Students at Penn Take the Sound of Music to Lea Elementary

The University of Pennsylvania’s connection to the Henry C. Lea Elementary School is bringing music to the students’ ears there, morning, noon and night.

With the help of Molly McGlone, assistant dean for advising Penn’s School of Arts & Sciences, and others at the University, students at Lea enjoy a robust music program.

After-school programs in band and orchestra are offered thanks to relationships with Penn’s Netter Center for Community Partnerships and grants from the Provost’s Interdisciplinary Arts Fund, the William Penn Foundation and Settlement Music School.

McGlone’s connection is through the college freshman seminars integrating music and urban studies, which she teaches, including an academically based community service course, “Music in Urban Spaces,” which started in 2011.

As a part of the class, a group of Penn undergraduates go to Lea three days a week to assist in its music classrooms.

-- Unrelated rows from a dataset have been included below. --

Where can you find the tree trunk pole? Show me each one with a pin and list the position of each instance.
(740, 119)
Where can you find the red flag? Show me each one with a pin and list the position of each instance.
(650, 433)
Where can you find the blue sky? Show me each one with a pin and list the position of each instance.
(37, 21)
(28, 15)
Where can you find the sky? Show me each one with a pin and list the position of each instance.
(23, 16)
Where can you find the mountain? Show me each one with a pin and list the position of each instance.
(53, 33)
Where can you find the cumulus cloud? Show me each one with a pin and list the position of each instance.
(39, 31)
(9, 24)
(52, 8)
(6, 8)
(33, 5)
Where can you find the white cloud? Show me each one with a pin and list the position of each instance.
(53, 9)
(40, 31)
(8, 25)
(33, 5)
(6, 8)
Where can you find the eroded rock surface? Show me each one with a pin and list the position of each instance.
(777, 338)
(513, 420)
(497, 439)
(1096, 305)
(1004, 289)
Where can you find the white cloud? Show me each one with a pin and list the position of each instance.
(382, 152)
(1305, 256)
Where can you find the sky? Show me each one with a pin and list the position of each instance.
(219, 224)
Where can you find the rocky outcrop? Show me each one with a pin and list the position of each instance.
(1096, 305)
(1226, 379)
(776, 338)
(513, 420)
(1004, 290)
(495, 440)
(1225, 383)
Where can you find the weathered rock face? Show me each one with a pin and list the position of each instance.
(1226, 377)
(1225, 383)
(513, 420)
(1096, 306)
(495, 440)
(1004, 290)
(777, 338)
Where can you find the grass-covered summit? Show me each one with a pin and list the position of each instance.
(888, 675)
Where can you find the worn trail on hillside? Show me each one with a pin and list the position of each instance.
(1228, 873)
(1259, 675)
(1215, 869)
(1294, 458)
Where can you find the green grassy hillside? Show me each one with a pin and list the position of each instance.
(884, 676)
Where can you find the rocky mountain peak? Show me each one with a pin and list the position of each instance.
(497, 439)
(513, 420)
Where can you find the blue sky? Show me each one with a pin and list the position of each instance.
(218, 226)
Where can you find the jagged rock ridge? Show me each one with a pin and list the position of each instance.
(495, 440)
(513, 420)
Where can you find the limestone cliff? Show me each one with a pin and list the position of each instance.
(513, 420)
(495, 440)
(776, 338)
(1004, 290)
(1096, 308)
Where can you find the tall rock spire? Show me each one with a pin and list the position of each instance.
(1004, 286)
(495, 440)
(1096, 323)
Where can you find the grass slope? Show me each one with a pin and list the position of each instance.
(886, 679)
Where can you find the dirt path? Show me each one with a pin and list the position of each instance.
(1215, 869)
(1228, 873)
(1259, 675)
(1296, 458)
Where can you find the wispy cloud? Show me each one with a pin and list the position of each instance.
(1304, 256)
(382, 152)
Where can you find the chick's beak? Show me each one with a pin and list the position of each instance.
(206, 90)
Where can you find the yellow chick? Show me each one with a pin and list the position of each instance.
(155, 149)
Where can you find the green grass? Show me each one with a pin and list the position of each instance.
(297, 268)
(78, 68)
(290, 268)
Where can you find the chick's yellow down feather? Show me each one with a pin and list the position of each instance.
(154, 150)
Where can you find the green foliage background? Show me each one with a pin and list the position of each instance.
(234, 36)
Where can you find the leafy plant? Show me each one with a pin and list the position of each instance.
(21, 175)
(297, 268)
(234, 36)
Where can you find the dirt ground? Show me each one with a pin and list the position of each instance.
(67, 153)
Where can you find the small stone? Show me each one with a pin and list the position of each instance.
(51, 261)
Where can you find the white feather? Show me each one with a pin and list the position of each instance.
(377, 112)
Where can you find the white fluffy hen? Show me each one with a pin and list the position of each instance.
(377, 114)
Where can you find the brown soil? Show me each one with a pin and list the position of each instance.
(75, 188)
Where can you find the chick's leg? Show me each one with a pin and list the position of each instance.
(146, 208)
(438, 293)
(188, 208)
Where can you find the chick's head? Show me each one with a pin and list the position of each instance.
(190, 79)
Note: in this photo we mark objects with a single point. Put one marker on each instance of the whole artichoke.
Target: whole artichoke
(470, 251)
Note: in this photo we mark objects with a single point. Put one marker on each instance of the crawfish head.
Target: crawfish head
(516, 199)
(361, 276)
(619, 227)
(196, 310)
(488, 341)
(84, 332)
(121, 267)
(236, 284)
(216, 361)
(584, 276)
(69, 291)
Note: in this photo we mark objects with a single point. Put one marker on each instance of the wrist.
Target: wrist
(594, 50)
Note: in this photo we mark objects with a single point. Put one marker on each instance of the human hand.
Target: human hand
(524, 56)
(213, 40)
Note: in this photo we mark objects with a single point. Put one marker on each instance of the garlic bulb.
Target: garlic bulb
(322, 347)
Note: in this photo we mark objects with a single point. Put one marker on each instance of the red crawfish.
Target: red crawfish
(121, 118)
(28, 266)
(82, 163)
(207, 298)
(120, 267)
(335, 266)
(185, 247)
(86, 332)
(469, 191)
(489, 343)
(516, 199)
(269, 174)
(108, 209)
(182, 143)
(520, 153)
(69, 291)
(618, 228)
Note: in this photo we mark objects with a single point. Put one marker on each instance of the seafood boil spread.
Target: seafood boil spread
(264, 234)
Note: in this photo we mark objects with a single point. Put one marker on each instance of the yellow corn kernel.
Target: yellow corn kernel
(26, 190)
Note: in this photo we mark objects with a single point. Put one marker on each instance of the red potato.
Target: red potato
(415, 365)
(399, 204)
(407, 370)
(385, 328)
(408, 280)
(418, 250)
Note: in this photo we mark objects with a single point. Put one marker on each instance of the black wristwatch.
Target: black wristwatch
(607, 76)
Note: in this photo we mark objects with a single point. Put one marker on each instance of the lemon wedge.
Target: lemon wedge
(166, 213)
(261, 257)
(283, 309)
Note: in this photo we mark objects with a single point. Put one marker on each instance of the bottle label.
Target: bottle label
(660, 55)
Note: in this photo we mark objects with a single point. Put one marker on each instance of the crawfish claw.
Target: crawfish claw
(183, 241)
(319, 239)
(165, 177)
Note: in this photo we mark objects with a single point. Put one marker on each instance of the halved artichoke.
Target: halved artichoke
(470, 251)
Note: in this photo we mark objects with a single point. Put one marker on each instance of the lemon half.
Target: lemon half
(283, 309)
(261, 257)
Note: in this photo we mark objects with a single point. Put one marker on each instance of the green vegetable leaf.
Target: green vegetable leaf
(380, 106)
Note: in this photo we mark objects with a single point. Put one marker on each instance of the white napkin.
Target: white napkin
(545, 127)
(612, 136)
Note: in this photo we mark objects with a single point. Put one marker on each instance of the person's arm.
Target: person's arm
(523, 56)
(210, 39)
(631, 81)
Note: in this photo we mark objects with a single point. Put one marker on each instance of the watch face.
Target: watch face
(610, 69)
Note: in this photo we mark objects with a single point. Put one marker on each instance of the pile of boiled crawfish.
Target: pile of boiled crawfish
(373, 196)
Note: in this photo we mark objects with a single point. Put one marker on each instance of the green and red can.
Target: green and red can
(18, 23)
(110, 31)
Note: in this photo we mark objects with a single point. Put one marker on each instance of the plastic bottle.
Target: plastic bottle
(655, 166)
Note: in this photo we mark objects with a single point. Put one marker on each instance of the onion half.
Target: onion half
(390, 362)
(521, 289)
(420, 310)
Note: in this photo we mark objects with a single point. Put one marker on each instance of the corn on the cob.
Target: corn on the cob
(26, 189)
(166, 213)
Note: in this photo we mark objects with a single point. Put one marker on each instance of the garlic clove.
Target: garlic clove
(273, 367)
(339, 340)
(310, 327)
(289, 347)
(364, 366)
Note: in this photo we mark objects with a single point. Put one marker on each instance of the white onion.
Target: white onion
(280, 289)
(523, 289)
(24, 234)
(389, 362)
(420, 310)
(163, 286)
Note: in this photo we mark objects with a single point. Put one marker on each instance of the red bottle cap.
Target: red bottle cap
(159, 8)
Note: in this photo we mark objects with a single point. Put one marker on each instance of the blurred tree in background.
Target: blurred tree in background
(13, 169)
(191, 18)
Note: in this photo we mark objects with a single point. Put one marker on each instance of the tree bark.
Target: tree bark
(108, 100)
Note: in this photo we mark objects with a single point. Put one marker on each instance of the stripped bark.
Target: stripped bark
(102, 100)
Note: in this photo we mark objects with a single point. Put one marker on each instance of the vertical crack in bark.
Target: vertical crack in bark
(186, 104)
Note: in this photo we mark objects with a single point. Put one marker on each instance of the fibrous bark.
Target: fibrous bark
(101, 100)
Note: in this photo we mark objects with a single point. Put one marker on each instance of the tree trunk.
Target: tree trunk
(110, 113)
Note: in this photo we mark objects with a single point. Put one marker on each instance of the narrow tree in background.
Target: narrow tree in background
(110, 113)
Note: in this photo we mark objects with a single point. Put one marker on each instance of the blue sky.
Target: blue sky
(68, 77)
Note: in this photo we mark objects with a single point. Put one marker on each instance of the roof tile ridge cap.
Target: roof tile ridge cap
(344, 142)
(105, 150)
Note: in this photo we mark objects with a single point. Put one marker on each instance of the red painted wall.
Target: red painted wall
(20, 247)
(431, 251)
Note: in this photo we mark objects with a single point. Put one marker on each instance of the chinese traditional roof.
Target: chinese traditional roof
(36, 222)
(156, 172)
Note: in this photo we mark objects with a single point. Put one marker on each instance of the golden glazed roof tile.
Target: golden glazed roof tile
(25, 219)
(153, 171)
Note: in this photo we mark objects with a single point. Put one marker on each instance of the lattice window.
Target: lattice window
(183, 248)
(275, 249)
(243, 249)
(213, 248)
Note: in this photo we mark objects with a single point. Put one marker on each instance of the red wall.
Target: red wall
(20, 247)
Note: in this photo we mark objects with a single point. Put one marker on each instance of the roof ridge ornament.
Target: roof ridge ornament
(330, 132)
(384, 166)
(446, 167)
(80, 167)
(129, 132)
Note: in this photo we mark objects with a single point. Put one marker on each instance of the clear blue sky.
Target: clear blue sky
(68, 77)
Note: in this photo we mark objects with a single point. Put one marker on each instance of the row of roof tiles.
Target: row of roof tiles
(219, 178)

On Mondays, Tuesdays and Wednesdays this semester, Penn students are serving as music mentors, supporting the teachers and running tutoring sessions that happen while the Lea students rotate through their sectional music lessons.

The music teachers get the support they need to focus on teaching because the volunteers help with students who might be distracted. All the while, Penn students are building relationships with Lea students and encouraging them to continue their journey in learning about music.

Some of the undergraduates are only enrolled in the course, some are work-study students from the Netter Center and some are part of a year-long residential program in Fisher-Hassenfeld College House, called “Music and Social Change” that McGlone designed in concert with the spring semester class.

The “Music and Social Change” residential program explores how people use music in their everyday lives to develop who they are, as well as their own social and economic positions. In addition to volunteering in nearby classrooms, it involves attending musical performances, investigating how music is used to construct culture and examining music’s value, whether it’s popular, classical or transnational.

“I was inspired by the community,” says McGlone, who came to Penn in 2010. “I wanted to help support music programs and to give Penn students the chance to share their talents, while learning about the important issues of race, class, gender and education in West Philadelphia.”

This embodies the spirit of local engagement principles set forth by President Amy Gutmann’s Penn Compact 2020.

McGlone earned a Ph.D. in musicology from the University of Wisconsin-Madison, where she wrote about experimental musical spaces in New York City during the late 1960s. Her research and teaching interests incorporate urban geography, the sociology of music, music in everyday life and music as a force for social justice. 

“I love learning from students and challenging them to understand how social systems contribute to oppression, how identity formation occurs and how music and culture play a vital role in the way we relate to social systems,” McGlone says. “I hope this program motivates students to think about how they can give back in the future and how to make the most of their time here at Penn.”

The students from Penn gain a lot from these activities, too.

Nova Fallen, a freshman computer engineering major from Baltimore, is one of the students enrolled in the class. She says the seminar has allowed her form bonds with the students at Lea, and it has been rewarding to see the children improving. But, just as important, the class has given her a way to engage with the community and feel more at home in Philadelphia.

“It has expanded my views beyond my major, giving me a wider perspective,” Fallen says. “Our course discussions, as well as my experiences at Lea, made me think more deeply about how we view class and urban areas and how we can challenge stereotypes.”

McGlone says she applauds programs that emphasize engaged student learning, strong community connections and social responsibility.

“My goal is to work with students to engage deeply with the world around them, challenge their assumptions and to work towards giving back to the communities in which they live,” she says.